In this exercise, you’ll gain some practice designing and implementing a class, according to an English problem description. You will also practice using this class from another class, or, in other words, relating two classes through composition.
Note: completing this exercise requires Wednesday’s content, so please don’t worry if you aren’t sure how to complete the exercise now. It’s a good idea to read through this handout, the starter code, and the sample tests early, so that you understand what it is you will accomplish.
Save these files to your ex1 folder (inside exercises).
Task 1: A Car simulation
In this task, you’ll implement a basic car simulation, which tracks the positions and amounts of fuel of a set of cars in a city.
Super Duper is a new car ridesharing service which uses a computer system to manage its autonomous vehicles. The managing system contains a collection of cars, each uniquely identified by a string. The manager can add a new car to the collection, move a car, and get the current location of a car.
When a Super Duper car is created in the system, it is given an initial amount of fuel (specified individually per car), and starts at position (0,0) on the grid, representing the Super Duper headquarters. Cars can move to a new point (any integer coordinates are allowed) on the grid, but only move in horizontal and vertical lines. Cars cannot travel diagonally.
When cars move, they lose 1 unit of fuel per 1 unit of distance moved. If you try to move a car farther than it can go with its remaining fuel, the car stays in its original position, and does not use any fuel. (In other words, this method will “fail silently.” In general this is a bad practice, and we’ll explore better ways of handling situations like this later in the course.) Cars can move multiple times, as long as they have enough fuel.
In the starter code, we have created a SuperDuperManager class, which keeps track of all the cars in the Super Dupersystem. It is responsible for creating new cars, looking up a particular car and retrieving its position or fuel information, and directing cars to move to new locations. Read through the docstrings of the SuperDuperManager class and its methods.
The class has an instance attribute _cars which you must use to complete the Car simulation. (This is a “private” attribute, a concept we’ll cover in Friday’s lecture. Treat it like any other attribute for now.) Its methods correspond to the actions we just described, and you may not change their signatures.

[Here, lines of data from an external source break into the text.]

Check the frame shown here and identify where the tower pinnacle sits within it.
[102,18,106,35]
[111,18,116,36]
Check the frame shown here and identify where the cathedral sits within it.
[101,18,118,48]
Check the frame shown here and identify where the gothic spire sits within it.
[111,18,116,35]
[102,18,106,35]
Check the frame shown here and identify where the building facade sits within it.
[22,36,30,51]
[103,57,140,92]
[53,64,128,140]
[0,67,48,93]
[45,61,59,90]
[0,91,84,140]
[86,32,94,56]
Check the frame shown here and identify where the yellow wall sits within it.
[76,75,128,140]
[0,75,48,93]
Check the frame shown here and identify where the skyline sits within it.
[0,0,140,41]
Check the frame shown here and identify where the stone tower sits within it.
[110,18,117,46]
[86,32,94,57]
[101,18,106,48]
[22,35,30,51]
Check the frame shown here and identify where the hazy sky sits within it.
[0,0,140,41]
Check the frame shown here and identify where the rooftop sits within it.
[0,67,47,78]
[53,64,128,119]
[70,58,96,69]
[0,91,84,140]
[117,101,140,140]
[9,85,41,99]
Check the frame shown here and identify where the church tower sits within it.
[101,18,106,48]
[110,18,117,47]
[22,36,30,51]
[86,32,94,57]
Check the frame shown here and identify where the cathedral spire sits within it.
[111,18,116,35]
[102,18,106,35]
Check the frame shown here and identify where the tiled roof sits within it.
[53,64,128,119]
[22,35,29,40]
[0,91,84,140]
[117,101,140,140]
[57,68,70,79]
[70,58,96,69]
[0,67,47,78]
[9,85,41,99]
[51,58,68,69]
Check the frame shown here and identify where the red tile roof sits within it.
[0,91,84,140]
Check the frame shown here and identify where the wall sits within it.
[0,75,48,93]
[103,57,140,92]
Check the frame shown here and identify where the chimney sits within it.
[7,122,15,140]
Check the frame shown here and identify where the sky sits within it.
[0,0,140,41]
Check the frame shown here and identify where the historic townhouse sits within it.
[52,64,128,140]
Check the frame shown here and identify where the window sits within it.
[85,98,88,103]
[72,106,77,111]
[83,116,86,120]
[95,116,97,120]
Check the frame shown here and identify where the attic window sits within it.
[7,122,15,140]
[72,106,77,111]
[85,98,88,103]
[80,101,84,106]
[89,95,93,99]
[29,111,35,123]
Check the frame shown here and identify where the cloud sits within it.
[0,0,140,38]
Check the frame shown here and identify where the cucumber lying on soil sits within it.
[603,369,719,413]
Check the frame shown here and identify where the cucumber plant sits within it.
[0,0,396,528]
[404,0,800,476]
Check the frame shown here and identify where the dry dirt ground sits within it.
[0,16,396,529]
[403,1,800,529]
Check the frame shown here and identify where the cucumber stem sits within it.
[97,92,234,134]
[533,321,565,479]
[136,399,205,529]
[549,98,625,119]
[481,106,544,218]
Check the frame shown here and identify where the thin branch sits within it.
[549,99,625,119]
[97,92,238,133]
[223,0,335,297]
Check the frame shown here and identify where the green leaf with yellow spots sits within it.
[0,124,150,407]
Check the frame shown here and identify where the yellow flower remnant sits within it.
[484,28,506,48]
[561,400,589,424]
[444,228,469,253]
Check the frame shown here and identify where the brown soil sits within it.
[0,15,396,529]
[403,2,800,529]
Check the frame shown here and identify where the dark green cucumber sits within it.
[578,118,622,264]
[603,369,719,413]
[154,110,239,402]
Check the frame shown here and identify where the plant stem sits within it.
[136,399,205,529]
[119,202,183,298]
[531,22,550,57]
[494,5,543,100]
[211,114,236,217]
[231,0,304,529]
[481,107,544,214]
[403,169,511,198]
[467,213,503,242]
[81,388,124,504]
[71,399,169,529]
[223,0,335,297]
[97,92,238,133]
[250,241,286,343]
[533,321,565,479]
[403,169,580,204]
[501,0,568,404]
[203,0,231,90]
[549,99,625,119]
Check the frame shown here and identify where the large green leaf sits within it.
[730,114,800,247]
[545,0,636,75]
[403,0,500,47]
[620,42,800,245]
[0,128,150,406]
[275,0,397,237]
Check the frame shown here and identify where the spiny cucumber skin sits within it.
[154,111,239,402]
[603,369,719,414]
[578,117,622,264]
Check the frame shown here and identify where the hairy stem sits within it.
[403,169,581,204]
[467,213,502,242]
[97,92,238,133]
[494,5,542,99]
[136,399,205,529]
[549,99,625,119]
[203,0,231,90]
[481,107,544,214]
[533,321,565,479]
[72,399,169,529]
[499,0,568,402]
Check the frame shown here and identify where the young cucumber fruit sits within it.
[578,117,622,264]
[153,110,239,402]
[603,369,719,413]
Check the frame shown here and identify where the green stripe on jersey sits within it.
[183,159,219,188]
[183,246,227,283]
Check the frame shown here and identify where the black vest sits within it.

You have two responsibilities:
Design and implement a Car class, which represents a single car according to the above description.
Implement the methods of the SuperDuperManager class to make use of your Car class.
General submission instructions
All work is done individually for this exercise.
Submit the required file(s) electronically through the MarkUs submission system.
Remember, grace tokens are not used for exercises. The due date and time is a firm one.
You can submit multiple times on MarkUs! Use this feature to submit early and often.
Before the deadline, make sure you’ve done all of the following:
saved all changes, making sure your files are up to date
run the sample tests (and made sure they all passed)
added additional tests to ensure the correctness of your program
run python_ta.check_all() in your code (see “main” block at the bottom), and fixed all style errors that came up
consulted the exercise marking scheme (see below)
submitted your work on MarkUs
For more information about the software we’re using in this course, check out these pages:
PyTA (python_ta): quick start guide and documentation of errors
Hypothesis (hypothesis): quick start guide
Exercise marking scheme
All exercises in this course will be automatically graded, and the mark for each one is broken down into the following two components:
Correctness (90%): this is based purely on number of tests passed. Please note that we’ll run additional tests beyond the sample ones provided, so it is your responsibility to create your own tests to verify the correctness of your program. The number of provided tests will always be at least one-half of the total number of tests.
Style (10%): this is based on the number of errors reported by running python_ta.check_all() on your code. Every error results in a 1% deduction (up to 10 deductions total). Multiple errors of the same type are counted individually.
Please note that the starter code runs python_ta.check_errors(), which looks only for the most important potential errors in your code, to help you during debugging. You should change this to call python_ta.check_all() before your submission, as this is what we’ll be doing during grading.
An important habit to get into is to use the tools that are provided to you. It is possible to be guaranteed a 60% on each exercise simply by running the sample tests and python_ta.check_all(), and fixing any problems before submission. We hope you take advantage of this!